Flanqueado por su hermano Agustín, al que considera «coprotagonista» de sus éxitos, y por los actores Geraldine Chaplin y Javier Cámara, Almodóvar, como buen matador, toreó las embestidas a la hora de pillarle en hipotéticas rivalidades: «Yo ya le pedí perdón a... Martin Scorsese. No, no ha habido ninguna rivalidad. Las dos películas competían... La última persona con la que hablé antes de que comenzara la transmisión de las nominaciones fue Fernando León; y decidimos que si había doble presencia del cine español en los Oscar, compartiríamos este momento. Ahora bien -añadió más adelante- si lo que me queréis preguntar es si la Academia de Cine se ha equivocado, dejaos de rodeos». Y así fue.

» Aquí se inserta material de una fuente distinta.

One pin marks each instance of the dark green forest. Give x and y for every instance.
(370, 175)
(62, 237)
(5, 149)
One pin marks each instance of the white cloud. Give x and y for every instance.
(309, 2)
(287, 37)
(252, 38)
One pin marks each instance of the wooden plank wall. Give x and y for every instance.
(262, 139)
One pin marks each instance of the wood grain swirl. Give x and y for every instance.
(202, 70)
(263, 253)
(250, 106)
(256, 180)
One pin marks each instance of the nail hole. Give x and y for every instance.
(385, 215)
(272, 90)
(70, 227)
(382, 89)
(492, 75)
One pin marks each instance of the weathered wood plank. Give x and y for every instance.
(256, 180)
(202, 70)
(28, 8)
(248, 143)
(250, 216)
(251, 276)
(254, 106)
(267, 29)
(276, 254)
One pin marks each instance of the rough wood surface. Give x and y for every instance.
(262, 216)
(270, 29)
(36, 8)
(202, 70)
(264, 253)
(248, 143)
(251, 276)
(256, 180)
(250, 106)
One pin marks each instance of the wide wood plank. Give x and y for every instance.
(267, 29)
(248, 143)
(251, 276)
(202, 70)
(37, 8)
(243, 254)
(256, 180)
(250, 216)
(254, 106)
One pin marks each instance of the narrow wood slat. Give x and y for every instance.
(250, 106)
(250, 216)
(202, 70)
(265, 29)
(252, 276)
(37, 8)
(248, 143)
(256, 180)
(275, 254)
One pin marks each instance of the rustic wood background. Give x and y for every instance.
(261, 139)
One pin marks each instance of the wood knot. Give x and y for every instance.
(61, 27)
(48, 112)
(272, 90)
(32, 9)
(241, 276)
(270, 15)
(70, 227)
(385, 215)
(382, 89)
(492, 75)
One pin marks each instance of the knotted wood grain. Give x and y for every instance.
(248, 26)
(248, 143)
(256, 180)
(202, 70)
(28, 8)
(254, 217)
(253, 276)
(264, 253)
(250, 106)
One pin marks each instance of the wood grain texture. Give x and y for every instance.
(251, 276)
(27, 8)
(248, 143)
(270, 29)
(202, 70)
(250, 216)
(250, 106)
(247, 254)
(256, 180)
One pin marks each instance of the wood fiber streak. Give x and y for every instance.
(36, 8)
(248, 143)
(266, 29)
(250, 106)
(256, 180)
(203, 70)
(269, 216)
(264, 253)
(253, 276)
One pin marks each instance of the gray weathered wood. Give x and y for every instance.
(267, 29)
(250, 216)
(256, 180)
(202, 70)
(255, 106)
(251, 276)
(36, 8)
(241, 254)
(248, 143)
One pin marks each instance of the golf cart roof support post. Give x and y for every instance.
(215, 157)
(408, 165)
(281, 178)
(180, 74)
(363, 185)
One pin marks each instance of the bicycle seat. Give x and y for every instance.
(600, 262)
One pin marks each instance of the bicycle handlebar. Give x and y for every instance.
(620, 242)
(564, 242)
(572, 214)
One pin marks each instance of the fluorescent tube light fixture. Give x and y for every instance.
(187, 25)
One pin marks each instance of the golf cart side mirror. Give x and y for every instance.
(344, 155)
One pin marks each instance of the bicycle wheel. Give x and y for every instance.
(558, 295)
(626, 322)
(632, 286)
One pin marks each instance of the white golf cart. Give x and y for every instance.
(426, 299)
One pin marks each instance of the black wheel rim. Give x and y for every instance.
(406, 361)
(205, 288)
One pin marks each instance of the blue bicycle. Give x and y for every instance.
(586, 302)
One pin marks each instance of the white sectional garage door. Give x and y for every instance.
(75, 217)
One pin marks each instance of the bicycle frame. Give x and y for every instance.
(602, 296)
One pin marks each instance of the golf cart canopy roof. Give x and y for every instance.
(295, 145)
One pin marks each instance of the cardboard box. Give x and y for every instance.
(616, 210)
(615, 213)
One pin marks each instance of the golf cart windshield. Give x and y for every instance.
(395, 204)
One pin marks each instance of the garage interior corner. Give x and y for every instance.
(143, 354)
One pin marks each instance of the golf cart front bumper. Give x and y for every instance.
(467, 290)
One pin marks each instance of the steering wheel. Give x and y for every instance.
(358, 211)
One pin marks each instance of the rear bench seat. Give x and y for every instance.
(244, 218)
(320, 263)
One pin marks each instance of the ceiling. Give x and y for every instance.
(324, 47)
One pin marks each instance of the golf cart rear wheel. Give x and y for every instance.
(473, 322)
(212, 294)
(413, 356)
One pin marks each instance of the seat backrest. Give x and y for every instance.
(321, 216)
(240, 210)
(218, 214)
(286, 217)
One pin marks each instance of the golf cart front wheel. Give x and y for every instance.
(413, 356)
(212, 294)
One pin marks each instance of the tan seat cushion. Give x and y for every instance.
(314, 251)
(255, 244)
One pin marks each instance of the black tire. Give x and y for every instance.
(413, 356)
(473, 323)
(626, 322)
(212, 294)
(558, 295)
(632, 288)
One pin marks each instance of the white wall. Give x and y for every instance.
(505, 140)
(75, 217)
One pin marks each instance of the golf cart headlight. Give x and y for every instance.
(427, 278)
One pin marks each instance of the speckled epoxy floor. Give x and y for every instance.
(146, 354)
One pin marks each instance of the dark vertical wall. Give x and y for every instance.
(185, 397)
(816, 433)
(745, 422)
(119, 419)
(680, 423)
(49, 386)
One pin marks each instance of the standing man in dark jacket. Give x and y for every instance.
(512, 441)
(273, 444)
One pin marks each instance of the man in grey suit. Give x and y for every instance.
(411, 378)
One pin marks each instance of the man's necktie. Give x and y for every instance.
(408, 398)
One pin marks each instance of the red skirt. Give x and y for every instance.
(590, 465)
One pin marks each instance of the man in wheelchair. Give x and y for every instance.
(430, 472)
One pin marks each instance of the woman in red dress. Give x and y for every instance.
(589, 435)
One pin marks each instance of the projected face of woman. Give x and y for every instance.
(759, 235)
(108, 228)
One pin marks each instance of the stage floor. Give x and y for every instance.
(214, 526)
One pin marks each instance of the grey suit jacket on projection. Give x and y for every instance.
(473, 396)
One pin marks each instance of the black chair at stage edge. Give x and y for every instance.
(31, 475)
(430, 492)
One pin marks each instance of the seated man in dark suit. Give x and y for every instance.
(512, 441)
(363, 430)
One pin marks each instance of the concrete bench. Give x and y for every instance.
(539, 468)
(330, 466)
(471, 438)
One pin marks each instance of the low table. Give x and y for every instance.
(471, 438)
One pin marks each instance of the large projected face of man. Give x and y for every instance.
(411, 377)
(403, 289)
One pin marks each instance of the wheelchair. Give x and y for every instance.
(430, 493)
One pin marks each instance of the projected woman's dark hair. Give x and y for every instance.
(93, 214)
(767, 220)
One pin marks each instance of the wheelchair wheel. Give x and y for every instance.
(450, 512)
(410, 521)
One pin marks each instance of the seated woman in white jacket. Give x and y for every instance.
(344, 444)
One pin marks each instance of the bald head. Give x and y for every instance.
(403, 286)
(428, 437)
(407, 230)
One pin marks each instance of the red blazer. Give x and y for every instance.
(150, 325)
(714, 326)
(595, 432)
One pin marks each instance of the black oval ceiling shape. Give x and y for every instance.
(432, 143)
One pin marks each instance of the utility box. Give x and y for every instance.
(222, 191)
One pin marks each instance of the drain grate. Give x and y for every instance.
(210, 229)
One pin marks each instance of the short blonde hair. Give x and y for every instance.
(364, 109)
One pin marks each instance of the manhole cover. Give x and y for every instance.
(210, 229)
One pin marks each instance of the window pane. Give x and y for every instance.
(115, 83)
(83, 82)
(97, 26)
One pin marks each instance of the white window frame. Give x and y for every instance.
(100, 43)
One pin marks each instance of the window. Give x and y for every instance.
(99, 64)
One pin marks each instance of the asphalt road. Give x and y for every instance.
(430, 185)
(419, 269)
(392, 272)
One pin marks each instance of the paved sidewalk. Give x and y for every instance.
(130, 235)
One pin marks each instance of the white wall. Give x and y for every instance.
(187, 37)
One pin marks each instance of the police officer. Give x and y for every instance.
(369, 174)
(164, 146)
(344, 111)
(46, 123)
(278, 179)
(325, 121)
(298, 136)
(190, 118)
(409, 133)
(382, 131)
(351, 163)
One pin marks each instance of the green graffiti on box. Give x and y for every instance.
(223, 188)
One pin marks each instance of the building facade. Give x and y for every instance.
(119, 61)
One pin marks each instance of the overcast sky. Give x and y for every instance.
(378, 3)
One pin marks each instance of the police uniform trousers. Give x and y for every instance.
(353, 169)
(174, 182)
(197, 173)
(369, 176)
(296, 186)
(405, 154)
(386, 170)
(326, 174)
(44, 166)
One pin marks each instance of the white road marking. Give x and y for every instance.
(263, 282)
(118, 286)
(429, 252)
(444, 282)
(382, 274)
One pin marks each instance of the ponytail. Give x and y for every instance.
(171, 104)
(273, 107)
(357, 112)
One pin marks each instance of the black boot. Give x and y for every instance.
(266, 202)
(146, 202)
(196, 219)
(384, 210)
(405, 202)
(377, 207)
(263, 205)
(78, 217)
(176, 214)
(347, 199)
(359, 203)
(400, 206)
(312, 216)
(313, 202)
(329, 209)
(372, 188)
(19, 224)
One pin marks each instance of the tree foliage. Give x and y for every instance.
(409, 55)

«¡Cómo sois! -se quejó, coqueto, el cineasta-. Estoy haciendo el ejercicio de dirigir una rueda de prensa y os dejáis... (risas) La Academia eligió «Los lunes al sol» porque quería que fuera a los Oscar. Esta decisión ha estado refrendada, porque ha sido un fenómeno social y mediático, y no he visto que nadie estuviera en contra. Otra cosa muy distinta es que yo en mi habitación, a solas con mi hermano, hubiera dicho: «Me habría gustado...». ¡Anda, como a Garci, que también habrá dicho: «Me hubiera gustado que fuera la mía». Y esto no implica ningún reproche a la Academia. Aunque claro, el tiempo ha decidido que la Academia de Hollywood escogiera «Hable con ella» para competir en dos categorías. Entonces, puede decirse que nuestra Academia sí se ha equivocado, pero no por enviar «Los lunes al sol». En todo caso, ha sido un error democrático».

«Hubiera cambiado dos por tres»

¿Hubiera cambiado el director manchego estas dos nominaciones por la de película de habla no inglesa?

-Sí, hubiera cambiado dos por tres.

En fin, no sabe Almodóvar si podrá hacer una promoción larga en Los Ángeles, porque está preparando el rodaje de su próxima película. En cualquier caso, esas «campañas consisten en estar allí, ser encantador e ir a muchas fiestas. Se besan muchos pómulos y te besan mucho las mejillas. Van gentes como George Clooney, como Nicole Kidman... A mí me encantaría rajar con ella, porque soy el padre de la novia de su marido». En cualquier caso, allí se siente «un intruso como lo era Claudine Colbert en «Medianoche» Yo no pertenezco a ese mundo, ni a su cultura. Soy un intruso como lo es todo invitado».

-¿Ha cambiado Hollywood con el cine de Pedro Almodóvar?

-Para ellos, antes yo era un «enfant terrible», un provocador... Pero Hollywood ha madurado conmigo, hemos madurado mucho juntos. La verdad es que la «standing ovation» (ovación de pie) que me brindaron en la entrega de los Globos expresaba que allí había necesidad de decirme: «La película nos ha robado el corazón»».